NEW DELHI, APRIL 5. They are the first records in black and white -- nay, black and yellow -- of events that shaped the country's destiny one way or the other. Written in chaste police Urdu jargon, these are First Information Reports now lying in various stages of wear and tear in the record rooms of police stations across Delhi.

One such FIR, lying at the Parliament Street police station, relates to the case in which Bhagat Singh and Batukeshwar Dutt threw a bomb inside the Delhi Assembly and fired twice in the air before courting arrest in 1929.

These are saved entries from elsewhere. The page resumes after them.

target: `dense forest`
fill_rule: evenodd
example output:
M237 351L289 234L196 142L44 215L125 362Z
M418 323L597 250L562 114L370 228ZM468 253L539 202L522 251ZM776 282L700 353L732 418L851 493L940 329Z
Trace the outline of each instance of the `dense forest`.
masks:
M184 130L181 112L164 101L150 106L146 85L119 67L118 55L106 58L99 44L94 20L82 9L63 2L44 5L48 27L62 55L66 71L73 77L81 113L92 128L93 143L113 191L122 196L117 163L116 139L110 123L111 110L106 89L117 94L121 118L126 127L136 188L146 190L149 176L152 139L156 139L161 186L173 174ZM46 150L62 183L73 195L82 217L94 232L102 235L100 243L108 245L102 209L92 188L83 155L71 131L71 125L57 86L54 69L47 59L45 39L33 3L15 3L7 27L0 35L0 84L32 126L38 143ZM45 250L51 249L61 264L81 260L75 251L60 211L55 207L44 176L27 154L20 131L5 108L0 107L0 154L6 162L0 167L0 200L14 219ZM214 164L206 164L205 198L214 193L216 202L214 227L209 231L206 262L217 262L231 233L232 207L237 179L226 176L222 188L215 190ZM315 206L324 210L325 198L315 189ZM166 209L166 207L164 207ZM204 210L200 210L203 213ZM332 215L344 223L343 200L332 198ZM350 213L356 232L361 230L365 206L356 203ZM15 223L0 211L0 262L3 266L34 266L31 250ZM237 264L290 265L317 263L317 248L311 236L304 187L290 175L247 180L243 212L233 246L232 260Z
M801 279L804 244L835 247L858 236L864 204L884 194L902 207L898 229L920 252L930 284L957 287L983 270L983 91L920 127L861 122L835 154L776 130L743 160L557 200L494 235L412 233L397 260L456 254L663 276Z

The typesetting of the document is such that it is difficult to distinguish between the handwritten and typed letters. A total of seven columns -- a format that continues to this day -- bear details of the incident, the penal sections against the ``apraadhi'', the trial, and also the verdict which was perhaps added later on.

But these relics of history are fast fading now. An incomplete Hindi translation is pasted on the opening page of the booklet containing this FIR. The clarity of the page -- both in terms of language and legibility -- is also fading for lack of conservation. ``Even this translation will fade in course of time if not conserved properly,'' says a police officer. According to him, the translation was prepared by an inspector who happened to know Urdu fairly well. But for an authentic translation an expert interpreter is required.

The FIR of Mahatma Gandhi's assassination on January 30, 1948 -- lying at the Tughlak Road police station -- is in a better condition as it was laminated last year thanks to the then SHO of Tughlak Road who also got the FIR of Indira Gandhi's assassination in 1984 laminated.

A framed, translated copy of the Gandhi FIR has been prepared to provide photocopies to those interested in it.

These efforts, though well-meaning, are amateurish and piecemeal at best. While both the police and the National Archives seem willing to conserve these documents, they are stuck on a technicality. According to one school of thought, an FIR is part of police records and has to remain with them. Others believe nothing stops the National Archives from acquiring the original FIRs.

Archives officials cite the rule that after a period of 25 years such documents can be acquired by them. However, they do not say whether any initiative has been taken by them to acquire these FIRs.